August 27, 2020 - Health Canada announced the extension of the indication for Gardasil 9 to include men between the ages of 27 and 45.
June 12, 2020 - Merck announced that the U.S. FDA has approved an expanded indication for GARDASIL9 for the prevention of oropharyngeal and other head and neck cancers caused by HPV types 16, 18, 31, 33, 45, 52, and 58.
May 28, 2020 - Prophylactic, quadrivalent HPV vaccination can prevent genital warts in healthy women and men, therefore, it should be included in the routine immunization programs.
April 18, 2020 – During 2007–2016, the incidence of cancers of the oral cavity and pharynx increased, despite decreases in several anatomic sites, including the nasopharynx, hypopharynx, lip, and the floor of the mouth.
February 12, 2020 – New cancer prevention research published by researchers at The University of Texas Medical Branch (UTMB) at Galveston indicates that just 1-dose of a human papillomavirus (HPV) vaccine is as effective as multiple vaccinations for preventing pre-invasive cervical disease.
May 31, 2019: A new study published in Science Direct, reported that within 10 years of HPV vaccine introduction, the vaccine-type HPV (VT) prevalence decreased 78 percent among 20 to 24-year-old women, and 38 percent in 25 to 29-year-old women.
October 5, 2018 - FDA approved your request dated April 6, 2018, to supplement your Biologics License Application (BLA) submitted under section 351(a) of the Public Health Service Act (42 U.S.C. 262) for Human Papillomavirus 9-valent Vaccine, Recombinant (GARDASIL® 9) to extend the age range for the use of the vaccine to include women and men from 27 to 45 years of age.
February 9, 2018 - FDA approved your request dated August 11, 2017, to supplement your Biologics License Application (BLA) submitted under section 351(a) of the Public Health Service Act (42 U.S.C. 262) for Human Papillomavirus 9-valent Vaccine, Recombinant (Gardasil 9®), to revise Sections 2.3 and 14.4 of the Gardasil 9® package insert to clarify information regarding the study conducted to assess the safety and immunogenicity of Gardasil 9® in individuals who were previously vaccinated with Gardasil®.
December 16, 2016 - This CDC report includes new recommendations for use of a 2-dose schedule for girls and boys who initiate the vaccination series at ages 9 through 14 years.
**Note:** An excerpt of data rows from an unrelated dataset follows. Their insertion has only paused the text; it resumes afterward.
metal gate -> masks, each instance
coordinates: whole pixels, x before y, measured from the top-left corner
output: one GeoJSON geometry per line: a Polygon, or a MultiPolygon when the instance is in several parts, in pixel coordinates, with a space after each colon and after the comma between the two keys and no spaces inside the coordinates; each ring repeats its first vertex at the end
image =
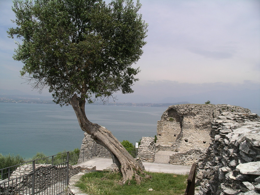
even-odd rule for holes
{"type": "Polygon", "coordinates": [[[154,155],[154,162],[162,164],[170,164],[170,156],[168,155],[154,155]]]}

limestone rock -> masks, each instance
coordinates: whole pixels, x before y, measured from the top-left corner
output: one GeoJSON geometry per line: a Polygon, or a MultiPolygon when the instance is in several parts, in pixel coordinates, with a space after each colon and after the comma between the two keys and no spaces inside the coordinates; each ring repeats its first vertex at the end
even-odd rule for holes
{"type": "Polygon", "coordinates": [[[246,188],[249,191],[255,189],[255,186],[251,183],[248,181],[244,181],[242,183],[245,186],[246,188]]]}
{"type": "Polygon", "coordinates": [[[245,192],[244,195],[259,195],[260,194],[255,190],[245,192]]]}
{"type": "Polygon", "coordinates": [[[260,161],[240,164],[236,168],[243,174],[260,175],[260,161]]]}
Three doses remain recommended for persons who initiate the vaccination series at ages 15 through 26 years and for immunocompromised persons.
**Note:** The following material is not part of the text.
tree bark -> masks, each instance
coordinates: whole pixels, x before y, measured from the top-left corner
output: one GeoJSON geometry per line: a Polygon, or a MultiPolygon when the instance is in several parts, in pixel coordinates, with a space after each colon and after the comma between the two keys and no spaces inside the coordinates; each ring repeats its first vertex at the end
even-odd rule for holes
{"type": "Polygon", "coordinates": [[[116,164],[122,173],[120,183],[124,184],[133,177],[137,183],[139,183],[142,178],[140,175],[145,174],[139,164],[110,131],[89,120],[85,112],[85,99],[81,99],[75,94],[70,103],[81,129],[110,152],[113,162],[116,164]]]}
Gardasil 9 HPV Vaccine Clinical Trials
Phase 4 study - NCT03943875 - Sponsor: The University of Texas Medical Branch, Galveston; Collaborator: Cancer Prevention Research Institute of Texas
We are evaluating whether 15-26-year-old males and females need a 3rd dose of the HPV vaccine, or whether 2 doses provide similar protection as 3 doses from the 9 types of HPV that it protects against. Estimated Primary Completion Date: February 28, 2022.